The Jewish Agency for Palestine expended $2,500,000 for its settlement activities in the fiscal year ending Oct. 1, 1936, it was disclosed today. A total of 30,000 Jews immigrated to Palestine in 1936, bringing the Jewish population to an estimated 410,000, according to a report issued by the Palestine Foundation Fund.

The report states the Jewish Agency spent $1,148,920 for agricultural colonization, $290,000 for immigration and immigrant-training, $255,000 for housing and public works, $211,000 for maintenance of national institutions and provision of security during the recent disturbances, $175,000 additional by the Foundation Fund for settlement of German Jews, $140,000 for educational and cultural activities and $105,000 for trade and industry.
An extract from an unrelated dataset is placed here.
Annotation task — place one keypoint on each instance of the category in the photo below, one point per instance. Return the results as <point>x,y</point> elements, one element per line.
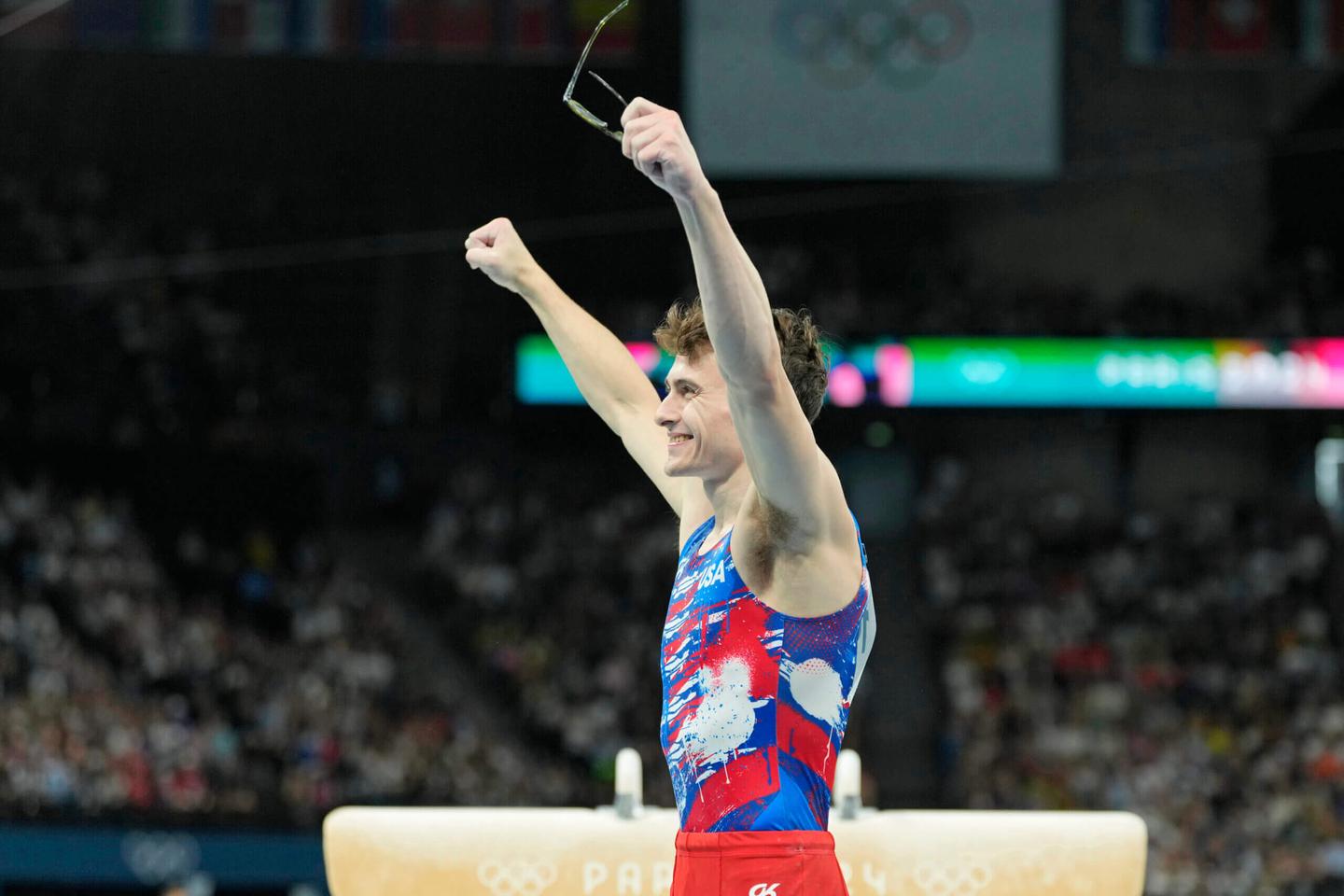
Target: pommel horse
<point>626,849</point>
The largest part of the Jewish Agency’s budget is provided by the Palestine Foundation Fund (Keren Hayesod), which received its greatest income from the United States, with South Africa, Great Britain and Palestine following in order.

In addition to funds directly collected by the Jewish Agency through subsidiaries in various countries, it used $425,000 received from the Council for German Jewry to settle 990 German Jewish immigrants in 38 colonies, most of them previously established by the Keren Hayesod.

The Keren Hayesod also expended $108,000 in the Palestine Drainage and Amelioration Co., engaged in draining 15,000 acres of marsh land near Lake Huleh, thereby bringing its investment in that enterprise to $166,500. Investments in various companies doing work such as housing and irrigation were cited.

Established individual-holdings colonies were consolidated and new colonization initiated during the year. Sums were spent to consolidate cooperate settlements, for building, irrigation, maintenance of girls’ agricultural training farms, aid to middle-class colonization and maintenance of agricultural service.

This service included instructors, surveys, water boiling, geological research, research in cattle disease and experimental fields. More than $100,000 was spent on the Agricultural Research Experimentation Station at Rehoboth.

In addition to financing immigration, colonization and education, the fund seeks to increase “the economic absorptive capacity of the land.” It extended loans for workers’ dwellings and road-building and improvement. The total number of schools is now 343 with 39,701 teachers and 1,217 pupils.